It usually reads "maximum of 2/3 cans per day" but I wouldn´t even take more than one once in a week, and only if I REALLY need it.


----------



## Sindwulf (Nov 3, 2009)

Origins said:


> It usually reads "maximum of 2/3 cans per day" but I wouldn´t even take more than one once in a week, and only if I REALLY need it.


 
Do you remember if it said "cans," or "servings?" Many times, cans actually contain two servings which I think can make people think it is only one.

Though a bit odd, I think, that there is no way for you to drink one serving and drink another later without it going flat. I don't remember seeing too many energy drink bottles with the screw tops.


----------



## techcoreriffman (Nov 3, 2009)

Monster has one kind with a screw on top.
And it says can on the side.

And I'm 5'9" and 135 pounds, and I can drink 4 montsters before I start getting jittery, so it might just be you


----------



## Thin_Ice_77 (Nov 3, 2009)

Monster tastes like shit. Relentless is where it's at, I love that stuff.

I drink a can of it every day before work, has no real effect on me. I just drink it because it tastes nice.


----------



## robotsatemygma (Nov 3, 2009)

Red Bull... Monster... yummy.

Add some Jag... double yummy.


----------



## All_¥our_Bass (Nov 4, 2009)

I don't drink them very often, but I actually really dig the taste.
It's got a tart kick to it that most other sodas don't ever try to achieve.

As far as them making you shake, etc., unless I drink like 3 or 4 of them I don't have a problem, but this is coming from a guy who used to drink 15 cups of coffee a day, but I've cut down to seven now.


----------



## Herb Dorklift (Nov 4, 2009)

Haha, my band gets Monster stuff, I drink LOADS of it. Maybe I'll cut back now


----------



## hufschmid (Nov 4, 2009)

djpharoah said:


> I remember having a Red Bull when they first came out. I was shaking like a crack head the entire evening. Since then if I need energy I'll get some sleep or break out a power nap.

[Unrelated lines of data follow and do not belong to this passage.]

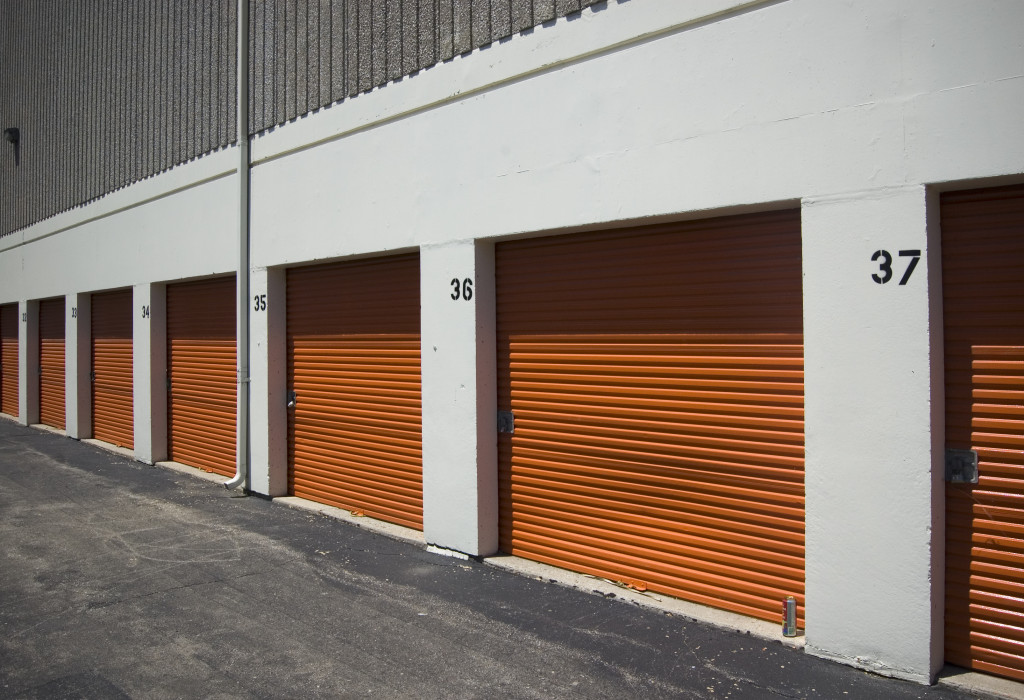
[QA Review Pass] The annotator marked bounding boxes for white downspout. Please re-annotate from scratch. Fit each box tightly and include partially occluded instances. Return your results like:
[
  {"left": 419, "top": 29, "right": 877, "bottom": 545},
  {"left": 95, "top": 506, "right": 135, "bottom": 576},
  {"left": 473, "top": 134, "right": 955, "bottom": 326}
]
[{"left": 224, "top": 0, "right": 250, "bottom": 490}]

One day, I was working in Gstaad in a palace selling watches and we had to stay up all night, very early in the morning...

So stupid Patrick was drinking coffee all day, about 9 coffees....

But then stupid Patrick had the stupid idea to drink 5 red bulls on top of that....

Well stupid Patrick had one of the worst pannik attacks in his history and thought he was serioussly going to die....

And I'm still wondering how I survived that....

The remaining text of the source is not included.